Тот удивленно посмотрел на него:
— Не знаете, что ли? Правительство решило открыть ряд отделений Академии наук в Нижнем Поволжье и направило туда руководителей. Меня, например, к вам, в Разломовский район.
— Злые языки говорят, что отделение-то обосновали в Разломе ради… ради…
— Ради чего?
— Ради Аннушки, говорят.
— Болтают.
— Конечно, — согласился Аким Морев. — Конечно, вы могли бы Аннушку перевести и в другой район.
— О нет, трудно: у нее сад. Такой сад за один год не вырастишь. Ну, а отделение можно было б открыть и в соседнем районе, а можно и в Разломе. Ничего не изменится. Так я и решил, лучше в Разломе.
Аким Морев подумал про себя: «Я тебя, милый мой, все равно перетащу в город и заставлю руководить всеми агрономическими силами области, той же Еруслановской станцией, тем же Светлым опорным пунктом… и мы организуем новые опытные станции, новые пункты, а вместо отделения создадим филиал Академии наук, — Аким Морев чуть не рассмеялся и чуть не выдал свою затаенную мысль: Ларин достраивает пятиэтажное здание для управления строительства гидроузла. В центре этого здания — лаборатории, а боковые корпуса — квартиры. Но ведь правительство предложило перенести строительство городка гидроузла с правого берега Волги на левый. — Вот мы скоро к Ларину приступим «с ножом к горлу», скажем: «Отдай здание под филиал Академии наук».
По степи уже бродили вихри пыли, напоминающие футболистов: вдруг там и там поднимется черный, уходящий ввысь, как морской смерч, вихрь и побежит, побежит, а навстречу ему другой — и вот они оба столкнулись и рассыпались или в виде огромного штопора поднялись и ввинчиваются, ввинчиваются в голубое, чистое небо, да так, играючи, и убегают куда-то вдаль.
Это была как раз та самая пора, когда сев закончен, к прополке приступать еще рано, и потому в полях почти никого не было.
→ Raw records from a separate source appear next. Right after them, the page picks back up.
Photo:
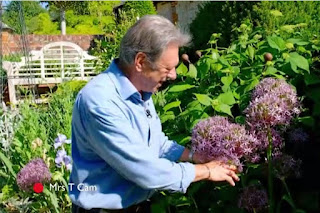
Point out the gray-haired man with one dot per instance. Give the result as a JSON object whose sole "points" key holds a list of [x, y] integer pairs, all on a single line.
{"points": [[117, 141]]}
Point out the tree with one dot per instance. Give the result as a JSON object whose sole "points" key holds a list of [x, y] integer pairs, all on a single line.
{"points": [[30, 10], [141, 7]]}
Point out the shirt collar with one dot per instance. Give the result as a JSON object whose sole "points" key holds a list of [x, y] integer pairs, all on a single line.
{"points": [[123, 85]]}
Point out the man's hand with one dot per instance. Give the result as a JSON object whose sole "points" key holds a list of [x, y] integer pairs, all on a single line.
{"points": [[216, 171]]}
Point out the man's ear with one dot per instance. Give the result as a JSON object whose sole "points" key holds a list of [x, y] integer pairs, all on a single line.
{"points": [[139, 61]]}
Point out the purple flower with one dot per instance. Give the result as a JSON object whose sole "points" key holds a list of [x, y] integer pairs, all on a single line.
{"points": [[218, 139], [253, 199], [274, 102], [36, 171], [63, 158], [60, 140], [262, 136], [286, 166]]}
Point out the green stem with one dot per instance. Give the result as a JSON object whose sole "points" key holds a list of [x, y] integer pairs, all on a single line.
{"points": [[288, 192], [270, 176]]}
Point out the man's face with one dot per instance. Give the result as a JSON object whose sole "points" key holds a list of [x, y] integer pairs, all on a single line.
{"points": [[152, 80]]}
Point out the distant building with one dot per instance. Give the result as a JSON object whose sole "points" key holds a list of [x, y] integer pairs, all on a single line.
{"points": [[181, 13]]}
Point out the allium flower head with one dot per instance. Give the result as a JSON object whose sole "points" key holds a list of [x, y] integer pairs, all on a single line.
{"points": [[36, 171], [286, 166], [262, 136], [274, 102], [218, 139], [63, 158], [60, 140], [253, 199]]}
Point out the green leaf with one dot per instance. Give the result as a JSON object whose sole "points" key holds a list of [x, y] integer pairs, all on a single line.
{"points": [[307, 120], [224, 108], [298, 41], [53, 198], [276, 42], [250, 52], [192, 71], [235, 71], [169, 115], [270, 71], [204, 99], [311, 78], [297, 60], [253, 83], [181, 87], [240, 119], [227, 98], [227, 80], [171, 105], [289, 200], [203, 68], [8, 164], [182, 69]]}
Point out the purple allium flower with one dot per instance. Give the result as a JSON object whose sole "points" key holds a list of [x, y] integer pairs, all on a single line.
{"points": [[36, 171], [218, 139], [253, 199], [276, 86], [286, 166], [60, 140], [274, 102], [63, 158], [262, 136], [298, 135]]}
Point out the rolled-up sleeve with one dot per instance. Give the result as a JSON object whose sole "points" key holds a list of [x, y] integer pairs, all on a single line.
{"points": [[114, 140]]}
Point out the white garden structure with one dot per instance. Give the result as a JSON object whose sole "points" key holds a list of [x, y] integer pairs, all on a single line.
{"points": [[55, 63]]}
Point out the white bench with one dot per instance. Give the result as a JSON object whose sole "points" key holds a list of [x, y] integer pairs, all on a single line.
{"points": [[55, 63]]}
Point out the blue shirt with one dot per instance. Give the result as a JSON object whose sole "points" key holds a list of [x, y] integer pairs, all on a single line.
{"points": [[120, 155]]}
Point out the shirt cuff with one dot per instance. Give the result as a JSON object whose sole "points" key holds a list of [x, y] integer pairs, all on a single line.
{"points": [[188, 175], [175, 152]]}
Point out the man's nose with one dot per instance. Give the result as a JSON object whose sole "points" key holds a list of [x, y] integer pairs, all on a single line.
{"points": [[172, 75]]}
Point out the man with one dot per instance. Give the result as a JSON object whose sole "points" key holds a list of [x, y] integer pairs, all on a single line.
{"points": [[118, 146]]}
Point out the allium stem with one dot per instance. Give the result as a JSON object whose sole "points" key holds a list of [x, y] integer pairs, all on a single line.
{"points": [[270, 176], [288, 192]]}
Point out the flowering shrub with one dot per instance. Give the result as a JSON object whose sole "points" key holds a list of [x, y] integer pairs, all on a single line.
{"points": [[218, 139], [62, 158], [274, 102]]}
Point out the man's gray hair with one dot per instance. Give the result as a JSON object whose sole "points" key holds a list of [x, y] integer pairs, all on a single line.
{"points": [[151, 35]]}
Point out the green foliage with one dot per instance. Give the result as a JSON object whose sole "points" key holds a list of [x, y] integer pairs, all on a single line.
{"points": [[90, 17], [34, 134], [220, 83], [291, 18], [30, 10], [223, 16], [141, 7], [107, 47], [43, 25]]}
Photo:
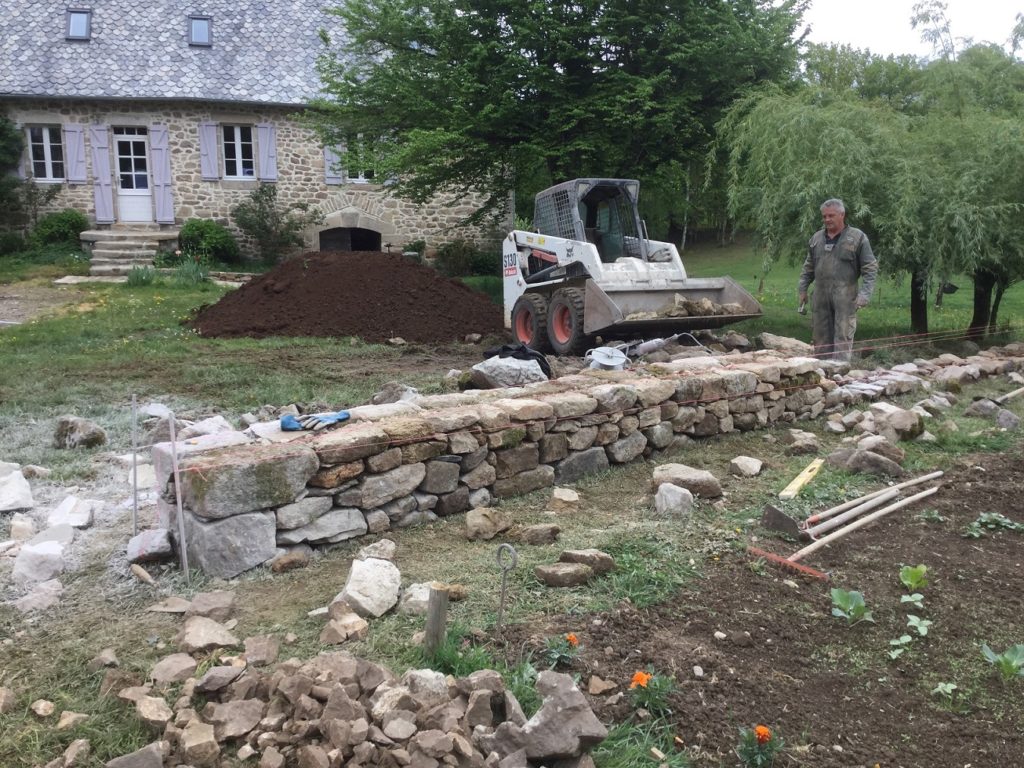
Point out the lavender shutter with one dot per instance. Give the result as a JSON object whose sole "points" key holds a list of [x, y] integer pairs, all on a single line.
{"points": [[101, 184], [208, 152], [75, 152], [160, 151], [332, 166], [266, 139]]}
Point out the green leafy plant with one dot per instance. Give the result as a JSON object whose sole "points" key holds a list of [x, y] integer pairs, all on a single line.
{"points": [[759, 747], [916, 599], [274, 227], [1010, 663], [141, 275], [211, 238], [562, 650], [850, 605], [919, 624], [913, 577], [58, 227], [899, 646], [650, 691]]}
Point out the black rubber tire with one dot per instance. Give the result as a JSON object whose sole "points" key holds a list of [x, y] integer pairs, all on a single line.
{"points": [[529, 322], [565, 314]]}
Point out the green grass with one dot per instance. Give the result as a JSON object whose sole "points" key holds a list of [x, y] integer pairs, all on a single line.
{"points": [[886, 316]]}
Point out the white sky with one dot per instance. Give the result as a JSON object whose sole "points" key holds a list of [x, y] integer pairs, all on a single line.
{"points": [[884, 26]]}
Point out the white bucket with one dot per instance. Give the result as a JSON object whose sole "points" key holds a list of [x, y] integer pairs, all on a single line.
{"points": [[606, 358]]}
Поля выглядели странно, совсем не так, как, например, на Украине, Северном Кавказе, Кубани или на Средней Волге. Там все распланировано, распахано, засеяно, а здесь — вон огромная карта озимых, а рядом вечная целина — и на ней растет житняк или ковыль, вон еще карта яровых, а за ней опять или овраги, или голые, покрытые полынком степи: ни системы, ни
— Здесь зерновые культуры еще имеют, как бы вам сказать, кочевой образ жизни, — пояснил академик. — Нелепо, но факт: отпашут один участок, сожрут все питательные вещества и перекочуют на другой, потому вам и приходится метаться — то сей в грязь, то стоп — сей машинами. Полная зависимость от матушки-погодки. А вы ведь как будто марксист, слыхал я?
— Да, как будто, — улыбаясь, ответил Аким Морев, довольный видом озимых.
— И Якутов?
— Член партии… был.
— Зря. Ему бы в попы податься.
— Все-таки давайте остановимся. Посмотрим, каковы озимые, — предложил Аким Морев.
— Сей в грязь, будешь князь. Глупая поговорка. Она мне напоминает примерно такое: попал человек во двор к кулаку, а тот спустил собак… ну и лезь через забор, не то собаки задерут, — проворчал академик, выбираясь из машины и шагая к озимым. — Хороши озимые. У кого это в районе? — спросил он, пощупав землю, даже ковырнув корневища.
— У Зарубина, — пояснил Иван Петрович.
— Недавно рапортовал мне по телефону: выскочил… так и сказал: выскочил на первое место. И теперь наверняка — первым придет на элеватор, — добавил Аким Морев.
— На элеватор-то придет… Да с чем только? — возразил академик.
— С хлебом.
— А может, с сумой?
— Что это у вас мрачность такая?
— Видите? — Академик показал на бегающие по степи сизо-грязные штопоры пыли. — Это разведчики суховея. Любой колхозник их знает. Мы скоро попадем в район Астафьева, и там таких разведчиков нет: их подкашивают лесные полосы, да и содрать им с пахоты нечего: земля структурная, а не как тут — своеобразная зола. Здесь — простор ветру. И жди — грянет суховей и… тогда на элеватор с сумой, то есть к вам в обком — за ссудой.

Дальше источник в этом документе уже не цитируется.